Cuando estaba a punto de llegar al suelo, Ariel se detuvo, flotó durante algunos instantes, mirando a todos lados con aire distraído; tocó el pavimento con la punta del pie, hizo un par de graciosos giros de bailarina y terminó de posarse elegantemente en la calle, junto al enorme pie del Obrero. La chica aterrizó frente a él y suspiró:

—Eso fue increíble.

Él hizo una reverencia.

—¿Alguna vez me dirás cómo haces estas cosas? –preguntó ella.

—Un mago no revela sus secretos –contestó él.

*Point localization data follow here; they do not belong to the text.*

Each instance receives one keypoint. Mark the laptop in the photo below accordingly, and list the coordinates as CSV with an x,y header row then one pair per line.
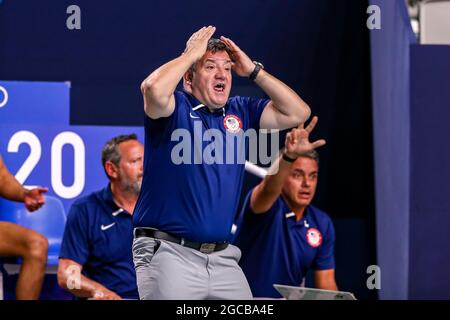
x,y
301,293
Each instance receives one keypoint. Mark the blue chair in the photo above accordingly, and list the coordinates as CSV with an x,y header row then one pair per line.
x,y
49,221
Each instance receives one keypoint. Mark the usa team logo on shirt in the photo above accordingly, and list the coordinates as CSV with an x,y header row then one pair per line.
x,y
314,237
232,123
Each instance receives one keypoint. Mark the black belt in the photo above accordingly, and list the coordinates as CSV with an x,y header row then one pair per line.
x,y
158,234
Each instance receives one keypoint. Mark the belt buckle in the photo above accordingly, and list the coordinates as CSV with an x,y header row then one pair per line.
x,y
207,247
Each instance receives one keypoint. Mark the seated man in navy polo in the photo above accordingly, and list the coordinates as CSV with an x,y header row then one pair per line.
x,y
96,260
282,235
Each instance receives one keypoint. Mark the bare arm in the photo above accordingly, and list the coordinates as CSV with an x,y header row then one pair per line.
x,y
159,86
325,279
11,189
297,142
286,109
71,279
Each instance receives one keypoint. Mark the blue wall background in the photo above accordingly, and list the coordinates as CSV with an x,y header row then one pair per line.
x,y
319,48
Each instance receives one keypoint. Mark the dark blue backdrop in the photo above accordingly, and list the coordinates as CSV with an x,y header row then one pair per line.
x,y
319,47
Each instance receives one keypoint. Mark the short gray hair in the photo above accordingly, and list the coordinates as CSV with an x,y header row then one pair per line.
x,y
111,153
313,154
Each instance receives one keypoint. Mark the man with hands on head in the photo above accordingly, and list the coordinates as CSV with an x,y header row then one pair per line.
x,y
281,234
18,241
185,211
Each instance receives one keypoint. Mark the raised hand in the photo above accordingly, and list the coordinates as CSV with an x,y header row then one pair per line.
x,y
198,42
243,65
297,140
34,198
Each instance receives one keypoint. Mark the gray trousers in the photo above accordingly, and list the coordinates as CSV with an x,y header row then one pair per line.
x,y
166,270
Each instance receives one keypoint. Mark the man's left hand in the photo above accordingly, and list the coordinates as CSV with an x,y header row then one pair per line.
x,y
242,65
34,198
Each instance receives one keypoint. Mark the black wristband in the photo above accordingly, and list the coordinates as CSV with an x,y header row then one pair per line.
x,y
288,159
258,67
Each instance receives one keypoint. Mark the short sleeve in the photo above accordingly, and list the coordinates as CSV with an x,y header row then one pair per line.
x,y
75,244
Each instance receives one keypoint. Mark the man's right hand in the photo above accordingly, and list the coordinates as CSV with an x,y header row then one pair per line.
x,y
105,294
197,44
297,140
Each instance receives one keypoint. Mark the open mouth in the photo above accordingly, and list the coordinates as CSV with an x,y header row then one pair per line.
x,y
304,194
220,87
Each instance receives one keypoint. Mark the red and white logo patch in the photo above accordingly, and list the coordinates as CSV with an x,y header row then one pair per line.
x,y
232,123
314,237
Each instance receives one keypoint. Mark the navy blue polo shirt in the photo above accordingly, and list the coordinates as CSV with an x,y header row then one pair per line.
x,y
99,236
189,200
278,249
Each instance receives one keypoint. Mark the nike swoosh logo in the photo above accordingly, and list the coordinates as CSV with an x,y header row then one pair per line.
x,y
107,227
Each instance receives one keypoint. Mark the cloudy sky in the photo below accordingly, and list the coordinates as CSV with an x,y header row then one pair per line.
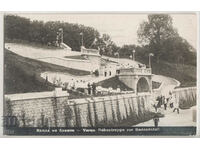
x,y
123,27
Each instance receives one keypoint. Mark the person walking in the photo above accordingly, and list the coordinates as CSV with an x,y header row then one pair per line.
x,y
94,88
176,104
156,120
165,103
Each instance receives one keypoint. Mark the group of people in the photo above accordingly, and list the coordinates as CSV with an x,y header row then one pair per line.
x,y
171,102
91,89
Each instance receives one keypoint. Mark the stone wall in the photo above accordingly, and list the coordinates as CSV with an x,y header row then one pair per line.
x,y
70,63
48,109
116,110
187,97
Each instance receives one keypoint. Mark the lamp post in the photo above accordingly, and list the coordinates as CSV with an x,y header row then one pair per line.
x,y
61,34
133,55
81,34
150,54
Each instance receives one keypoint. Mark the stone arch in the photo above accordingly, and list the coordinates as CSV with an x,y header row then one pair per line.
x,y
143,85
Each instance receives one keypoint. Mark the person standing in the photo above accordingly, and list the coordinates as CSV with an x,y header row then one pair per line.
x,y
156,120
93,89
165,103
176,104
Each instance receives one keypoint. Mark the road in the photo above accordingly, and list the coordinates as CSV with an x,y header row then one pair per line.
x,y
184,118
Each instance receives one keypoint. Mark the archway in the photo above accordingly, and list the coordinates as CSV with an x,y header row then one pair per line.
x,y
142,85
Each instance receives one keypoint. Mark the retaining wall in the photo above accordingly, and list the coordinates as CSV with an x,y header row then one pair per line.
x,y
116,110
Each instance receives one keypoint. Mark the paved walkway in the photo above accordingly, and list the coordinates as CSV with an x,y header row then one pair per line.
x,y
184,118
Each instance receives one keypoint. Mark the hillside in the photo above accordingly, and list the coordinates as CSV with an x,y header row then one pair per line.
x,y
22,74
186,74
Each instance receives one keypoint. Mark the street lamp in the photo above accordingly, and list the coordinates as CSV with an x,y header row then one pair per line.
x,y
61,34
81,34
150,54
133,55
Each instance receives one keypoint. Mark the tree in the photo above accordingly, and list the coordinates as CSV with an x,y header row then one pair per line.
x,y
155,31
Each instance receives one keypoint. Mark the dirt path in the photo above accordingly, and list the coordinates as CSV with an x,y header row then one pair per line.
x,y
184,118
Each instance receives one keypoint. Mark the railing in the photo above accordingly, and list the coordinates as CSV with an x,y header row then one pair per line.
x,y
135,71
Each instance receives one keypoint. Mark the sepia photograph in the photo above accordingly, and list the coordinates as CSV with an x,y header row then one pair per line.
x,y
100,74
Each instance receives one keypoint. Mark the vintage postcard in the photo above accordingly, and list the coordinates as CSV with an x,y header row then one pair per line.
x,y
98,74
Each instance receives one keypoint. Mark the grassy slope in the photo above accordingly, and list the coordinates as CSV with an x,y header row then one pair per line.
x,y
23,74
186,74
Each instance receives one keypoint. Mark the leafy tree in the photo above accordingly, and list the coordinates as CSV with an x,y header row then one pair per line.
x,y
155,31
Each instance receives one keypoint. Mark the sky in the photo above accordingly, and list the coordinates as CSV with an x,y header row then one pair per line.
x,y
122,28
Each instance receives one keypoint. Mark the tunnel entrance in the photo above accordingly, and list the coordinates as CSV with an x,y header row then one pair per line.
x,y
142,85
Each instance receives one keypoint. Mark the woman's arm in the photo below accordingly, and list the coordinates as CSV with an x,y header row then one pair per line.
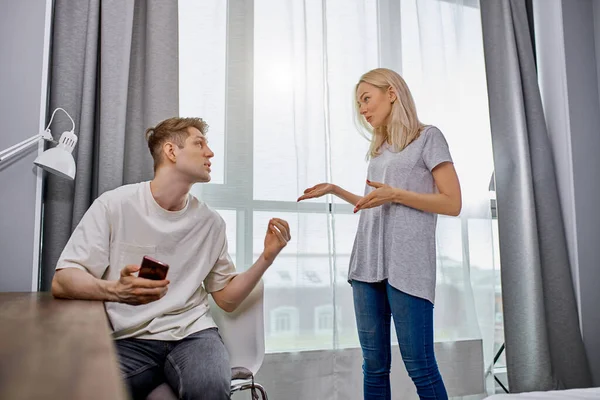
x,y
328,188
447,202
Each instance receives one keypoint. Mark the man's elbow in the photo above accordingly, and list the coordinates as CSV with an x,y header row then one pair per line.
x,y
57,288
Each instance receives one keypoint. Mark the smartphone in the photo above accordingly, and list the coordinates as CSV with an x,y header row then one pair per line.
x,y
153,269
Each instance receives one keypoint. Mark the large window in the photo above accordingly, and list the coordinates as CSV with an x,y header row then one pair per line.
x,y
274,79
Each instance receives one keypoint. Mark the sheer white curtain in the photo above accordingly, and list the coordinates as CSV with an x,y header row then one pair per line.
x,y
274,79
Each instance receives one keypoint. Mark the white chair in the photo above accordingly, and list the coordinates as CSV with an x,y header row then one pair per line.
x,y
243,333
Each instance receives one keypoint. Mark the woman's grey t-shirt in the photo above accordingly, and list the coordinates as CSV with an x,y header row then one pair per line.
x,y
393,241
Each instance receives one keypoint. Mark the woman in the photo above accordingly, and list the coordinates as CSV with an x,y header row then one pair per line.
x,y
410,179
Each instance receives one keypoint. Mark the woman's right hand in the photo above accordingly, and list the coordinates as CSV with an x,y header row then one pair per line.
x,y
317,191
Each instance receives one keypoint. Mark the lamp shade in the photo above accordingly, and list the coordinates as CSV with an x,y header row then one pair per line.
x,y
59,160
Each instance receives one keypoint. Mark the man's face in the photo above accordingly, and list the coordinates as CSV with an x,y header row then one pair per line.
x,y
193,159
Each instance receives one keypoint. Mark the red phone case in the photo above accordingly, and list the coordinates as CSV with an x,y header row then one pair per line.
x,y
153,269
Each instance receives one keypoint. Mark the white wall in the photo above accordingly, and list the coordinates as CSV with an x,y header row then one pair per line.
x,y
567,39
23,27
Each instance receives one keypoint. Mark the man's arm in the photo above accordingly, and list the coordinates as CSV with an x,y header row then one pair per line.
x,y
238,288
73,283
85,259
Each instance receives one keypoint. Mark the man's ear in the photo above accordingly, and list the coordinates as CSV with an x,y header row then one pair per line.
x,y
169,151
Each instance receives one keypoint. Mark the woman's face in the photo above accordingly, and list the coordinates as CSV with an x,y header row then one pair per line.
x,y
374,104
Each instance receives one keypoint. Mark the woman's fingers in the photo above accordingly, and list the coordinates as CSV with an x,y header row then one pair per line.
x,y
283,227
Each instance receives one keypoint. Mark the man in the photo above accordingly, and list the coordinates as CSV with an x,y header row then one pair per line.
x,y
163,328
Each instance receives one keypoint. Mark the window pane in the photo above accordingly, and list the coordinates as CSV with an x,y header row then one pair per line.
x,y
288,99
202,66
346,63
231,231
299,279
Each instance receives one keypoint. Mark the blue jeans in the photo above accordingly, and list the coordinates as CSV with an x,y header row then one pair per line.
x,y
374,304
196,367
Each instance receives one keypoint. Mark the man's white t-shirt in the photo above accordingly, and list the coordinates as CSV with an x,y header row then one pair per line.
x,y
125,224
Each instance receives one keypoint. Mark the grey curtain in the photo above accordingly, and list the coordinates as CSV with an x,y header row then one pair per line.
x,y
544,348
114,68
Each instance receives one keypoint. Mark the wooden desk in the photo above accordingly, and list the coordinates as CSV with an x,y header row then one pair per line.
x,y
56,349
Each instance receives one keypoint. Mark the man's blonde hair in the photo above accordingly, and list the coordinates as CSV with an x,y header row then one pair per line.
x,y
175,130
403,126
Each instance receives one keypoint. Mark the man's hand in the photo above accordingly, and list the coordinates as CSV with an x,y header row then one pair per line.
x,y
277,237
132,290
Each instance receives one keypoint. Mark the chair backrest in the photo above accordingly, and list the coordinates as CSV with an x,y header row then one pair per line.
x,y
243,331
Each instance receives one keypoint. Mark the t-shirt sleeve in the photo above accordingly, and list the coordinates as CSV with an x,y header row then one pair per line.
x,y
222,272
435,150
89,246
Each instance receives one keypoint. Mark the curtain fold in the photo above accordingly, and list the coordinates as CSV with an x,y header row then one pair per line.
x,y
544,348
114,68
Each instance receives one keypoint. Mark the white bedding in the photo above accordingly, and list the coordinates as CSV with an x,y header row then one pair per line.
x,y
572,394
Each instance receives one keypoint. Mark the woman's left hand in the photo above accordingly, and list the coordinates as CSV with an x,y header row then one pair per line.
x,y
382,194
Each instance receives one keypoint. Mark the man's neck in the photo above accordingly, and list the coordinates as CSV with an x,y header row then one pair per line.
x,y
169,192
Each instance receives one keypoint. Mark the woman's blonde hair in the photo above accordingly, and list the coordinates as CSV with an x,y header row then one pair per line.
x,y
403,126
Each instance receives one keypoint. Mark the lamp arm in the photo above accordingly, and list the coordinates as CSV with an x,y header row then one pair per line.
x,y
17,148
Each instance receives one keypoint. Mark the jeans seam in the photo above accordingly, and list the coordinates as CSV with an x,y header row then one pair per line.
x,y
431,384
179,375
140,370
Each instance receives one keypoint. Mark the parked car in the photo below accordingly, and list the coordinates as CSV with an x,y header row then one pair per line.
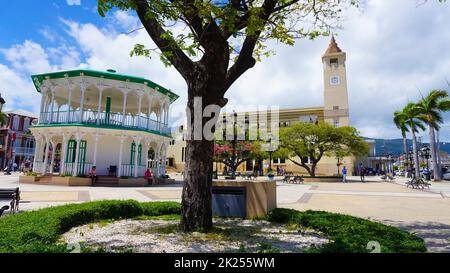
x,y
370,171
446,176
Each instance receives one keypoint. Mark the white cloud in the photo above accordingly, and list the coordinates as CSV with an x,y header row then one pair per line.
x,y
393,49
73,2
18,91
29,57
126,20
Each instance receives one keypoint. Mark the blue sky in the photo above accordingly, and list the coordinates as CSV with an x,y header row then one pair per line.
x,y
394,49
38,15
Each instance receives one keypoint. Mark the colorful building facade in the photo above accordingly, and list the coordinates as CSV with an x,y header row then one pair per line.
x,y
103,119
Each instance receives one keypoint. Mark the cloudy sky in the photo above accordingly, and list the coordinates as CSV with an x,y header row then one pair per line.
x,y
395,48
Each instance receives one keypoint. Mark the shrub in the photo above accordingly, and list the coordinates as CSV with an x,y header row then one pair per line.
x,y
39,231
351,234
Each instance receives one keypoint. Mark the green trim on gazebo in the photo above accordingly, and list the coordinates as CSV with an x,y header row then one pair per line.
x,y
39,79
113,127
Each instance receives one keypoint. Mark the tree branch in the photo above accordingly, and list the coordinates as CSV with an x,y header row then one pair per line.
x,y
178,58
245,60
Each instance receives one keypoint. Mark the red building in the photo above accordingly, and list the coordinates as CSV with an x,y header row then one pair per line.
x,y
16,142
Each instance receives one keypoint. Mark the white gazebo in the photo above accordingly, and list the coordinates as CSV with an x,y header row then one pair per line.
x,y
103,119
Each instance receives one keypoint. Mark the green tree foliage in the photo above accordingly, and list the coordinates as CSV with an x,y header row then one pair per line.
x,y
212,44
305,144
241,153
430,111
410,116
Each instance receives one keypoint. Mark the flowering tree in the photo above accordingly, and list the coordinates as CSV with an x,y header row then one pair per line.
x,y
242,152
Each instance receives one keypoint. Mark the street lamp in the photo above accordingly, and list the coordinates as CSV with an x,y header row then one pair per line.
x,y
425,154
233,143
270,152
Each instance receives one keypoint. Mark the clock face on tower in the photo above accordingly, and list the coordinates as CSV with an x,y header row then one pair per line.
x,y
335,80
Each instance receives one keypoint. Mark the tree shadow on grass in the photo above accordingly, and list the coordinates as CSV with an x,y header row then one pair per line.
x,y
435,235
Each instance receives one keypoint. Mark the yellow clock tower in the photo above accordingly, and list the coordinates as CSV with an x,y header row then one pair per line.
x,y
335,86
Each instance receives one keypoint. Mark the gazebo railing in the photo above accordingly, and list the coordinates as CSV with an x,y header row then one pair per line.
x,y
103,119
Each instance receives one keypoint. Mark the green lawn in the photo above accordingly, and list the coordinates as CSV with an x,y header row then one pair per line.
x,y
39,231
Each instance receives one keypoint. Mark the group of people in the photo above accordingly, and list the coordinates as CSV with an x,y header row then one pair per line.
x,y
281,171
148,175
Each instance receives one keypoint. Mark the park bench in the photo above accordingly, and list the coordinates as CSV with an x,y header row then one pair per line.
x,y
295,179
387,177
417,184
248,175
12,196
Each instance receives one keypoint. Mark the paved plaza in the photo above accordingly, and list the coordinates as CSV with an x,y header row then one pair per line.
x,y
425,212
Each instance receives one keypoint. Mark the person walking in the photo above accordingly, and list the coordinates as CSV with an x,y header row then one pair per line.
x,y
344,174
93,175
362,173
149,176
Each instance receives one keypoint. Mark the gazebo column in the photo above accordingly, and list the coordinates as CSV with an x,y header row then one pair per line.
x,y
164,159
70,106
52,161
145,154
63,155
52,108
139,111
47,146
37,152
124,107
136,163
41,116
99,105
77,149
119,172
149,114
96,138
83,90
157,157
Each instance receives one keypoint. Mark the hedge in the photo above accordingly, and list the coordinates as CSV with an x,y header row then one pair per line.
x,y
350,234
38,231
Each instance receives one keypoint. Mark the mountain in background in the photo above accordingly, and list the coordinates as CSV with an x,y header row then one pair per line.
x,y
395,146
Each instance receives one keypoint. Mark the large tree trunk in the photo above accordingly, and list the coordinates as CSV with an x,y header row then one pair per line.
x,y
438,154
405,151
415,155
196,199
313,171
433,154
196,212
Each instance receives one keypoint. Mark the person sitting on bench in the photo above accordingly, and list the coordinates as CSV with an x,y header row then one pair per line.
x,y
149,176
93,175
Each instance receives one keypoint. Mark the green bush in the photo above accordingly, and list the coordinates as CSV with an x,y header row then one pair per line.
x,y
38,231
351,234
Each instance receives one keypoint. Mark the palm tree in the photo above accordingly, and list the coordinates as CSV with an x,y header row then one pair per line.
x,y
2,118
430,111
410,115
400,122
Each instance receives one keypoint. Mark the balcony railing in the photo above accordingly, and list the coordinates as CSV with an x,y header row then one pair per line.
x,y
23,150
128,170
103,119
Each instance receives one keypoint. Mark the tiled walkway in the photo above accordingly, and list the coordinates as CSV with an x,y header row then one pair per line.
x,y
426,212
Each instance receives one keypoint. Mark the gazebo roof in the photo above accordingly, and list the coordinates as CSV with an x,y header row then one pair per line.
x,y
110,74
333,48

Richi y Tomi pasaron a recoger a Alex en la cabeza del Obrero y luego bajaron hasta la calle. Ya casi era totalmente de noche y el sitio se estaba poniendo nebuloso y oscuro; algunas luces se encendieron tímidamente por aquí y por allá, pero no lograban quitar lo tenebroso de esas partes bajas de la ciudad. Al otro lado del pie del Obrero, y más allá de un alto muro de concreto, estaba la carretera principal, llena de autos, pero el muro no dejaba que las luces de estos iluminaran los alrededores.

—Bueno, el día de hoy, por primera vez, Tania es la ganadora –sentenció Ariel, con la esfera de luz en la mano.

—¡Pero no se vale! –protestó Richi–. ¡La dejaron ganar! ¡Así cualquiera...!

—Shshshsh, silencio, miren –indicó Tomi.

Había un hombre a cierta distancia de ellos; era tan solo una sombra, pero los chicos sabían perfectamente de quién se trataba: el inspector Hufilenstky.